Pero a los pocos minutos entraron a la cocina dos sargentos, enfurecidos.
De a uno ya eran jodidos, imaginen dos. Calculo que ahí mismo, alrededor de los cuatro hornos prendidos, hicimos por lo menos una hora y media de “gimnasia”, así como estábamos, de botas de goma y mameluco. Salto-rana, lagartijas, abdominales. Los dolores ya no identificábamos de qué parte del cuerpo eran, ni les cuento los olores y los charcos de transpiración que ya hubieran alcanzado como para hervir un poco más de arroz.
Por fin, terminó el calvario. ¿Terminó?
El Sargento con más de cara de choto me mandó a buscar exactamente cincuenta porotos blancos. Se los di pensando que eran para algo particular. En fila nos hizo salir de la cocina y ponernos en cuatro patas sobre la nieve, cada uno a diez metros del otro.
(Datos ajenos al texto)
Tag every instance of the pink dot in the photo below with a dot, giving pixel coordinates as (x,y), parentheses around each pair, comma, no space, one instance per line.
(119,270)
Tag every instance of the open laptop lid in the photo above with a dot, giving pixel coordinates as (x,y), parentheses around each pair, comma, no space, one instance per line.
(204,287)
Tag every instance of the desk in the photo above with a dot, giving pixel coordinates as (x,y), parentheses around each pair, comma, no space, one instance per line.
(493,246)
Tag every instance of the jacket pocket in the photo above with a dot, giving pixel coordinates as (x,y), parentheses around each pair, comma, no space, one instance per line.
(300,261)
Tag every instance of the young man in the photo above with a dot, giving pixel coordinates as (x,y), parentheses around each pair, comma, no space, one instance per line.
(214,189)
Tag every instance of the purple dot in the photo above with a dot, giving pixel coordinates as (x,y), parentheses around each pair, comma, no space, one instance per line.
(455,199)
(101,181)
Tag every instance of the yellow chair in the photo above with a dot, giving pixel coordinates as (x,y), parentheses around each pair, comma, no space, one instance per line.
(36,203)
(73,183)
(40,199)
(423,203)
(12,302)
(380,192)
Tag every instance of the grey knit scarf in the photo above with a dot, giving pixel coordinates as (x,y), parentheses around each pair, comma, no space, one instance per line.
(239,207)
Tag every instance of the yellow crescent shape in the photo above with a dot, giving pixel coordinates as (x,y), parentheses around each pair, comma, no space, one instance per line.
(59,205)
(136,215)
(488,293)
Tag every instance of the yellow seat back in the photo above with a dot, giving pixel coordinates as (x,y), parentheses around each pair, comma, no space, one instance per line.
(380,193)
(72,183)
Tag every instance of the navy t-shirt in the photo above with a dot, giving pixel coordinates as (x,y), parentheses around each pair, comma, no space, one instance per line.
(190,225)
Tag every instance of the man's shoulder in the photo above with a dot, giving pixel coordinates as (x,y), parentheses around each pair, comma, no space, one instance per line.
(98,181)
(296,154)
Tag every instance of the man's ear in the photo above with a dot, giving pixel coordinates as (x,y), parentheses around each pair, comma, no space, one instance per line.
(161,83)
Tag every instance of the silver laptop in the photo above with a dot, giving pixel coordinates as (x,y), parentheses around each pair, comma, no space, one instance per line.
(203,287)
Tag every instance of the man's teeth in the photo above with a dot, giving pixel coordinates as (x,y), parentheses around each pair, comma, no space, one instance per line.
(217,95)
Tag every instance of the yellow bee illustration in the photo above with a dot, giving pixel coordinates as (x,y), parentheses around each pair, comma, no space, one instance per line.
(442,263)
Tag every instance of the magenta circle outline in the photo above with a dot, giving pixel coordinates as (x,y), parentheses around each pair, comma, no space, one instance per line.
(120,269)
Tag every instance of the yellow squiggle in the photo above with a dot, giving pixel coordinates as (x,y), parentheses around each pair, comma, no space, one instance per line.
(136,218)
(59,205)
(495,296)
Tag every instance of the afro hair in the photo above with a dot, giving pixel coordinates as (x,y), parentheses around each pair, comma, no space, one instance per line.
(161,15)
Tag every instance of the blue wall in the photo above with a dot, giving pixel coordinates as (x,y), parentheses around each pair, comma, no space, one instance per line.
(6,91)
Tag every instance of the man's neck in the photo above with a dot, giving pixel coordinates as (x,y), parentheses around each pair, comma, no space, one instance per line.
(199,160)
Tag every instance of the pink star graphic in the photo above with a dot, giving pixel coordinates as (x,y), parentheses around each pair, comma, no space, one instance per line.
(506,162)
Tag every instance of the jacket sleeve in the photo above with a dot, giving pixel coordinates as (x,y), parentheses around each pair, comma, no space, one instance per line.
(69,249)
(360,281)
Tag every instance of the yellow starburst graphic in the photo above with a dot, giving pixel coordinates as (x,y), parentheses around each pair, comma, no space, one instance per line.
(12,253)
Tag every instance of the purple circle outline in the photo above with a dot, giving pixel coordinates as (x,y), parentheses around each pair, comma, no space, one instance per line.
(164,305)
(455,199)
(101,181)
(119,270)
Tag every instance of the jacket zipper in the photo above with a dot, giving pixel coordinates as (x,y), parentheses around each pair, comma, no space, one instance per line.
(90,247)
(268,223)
Como quien lanza una jabalina en los Juegos Olímpicos, el malparido lanzó los cincuenta porotos cuánto más lejos pudo.
La cuenta de su hijaputez era fácil. Nieve blanca, porotos blancos y sin pararse, como para no ver un poco más lejos. Sí señor, sí señora, teníamos que encontrar entre los seis soldados los cincuenta porotos.
Cuentan los testigos que estaban en el comedor, que poco a poco los colimbas que estaban comiendo empezaron a sacar algo raro de sus bocas, algunos escupían, algunos vomitaban y otros trataban de disfrutar la sorpresa. ¿Quién iba a imaginar que dentro de esas bolas congeladas que eran los pollos iban a estar escondidas las bolsas con menudos? ¿Quién?
Después de unas horas llegamos a cuarenta y dos porotos. El tipo se apiadó de nosotros y nos hizo abandonar la búsqueda. Ocho pallares nos faltaron, ocho fueron los días de franco que nos sacaban.
A partir de ahí cada vez que en una película de guerra veo a todo un batallón arrastrándose cuerpo a tierra, no puedo dejar de pensar en cuántos kilos de porotos les faltará encontrar para que firmen la paz.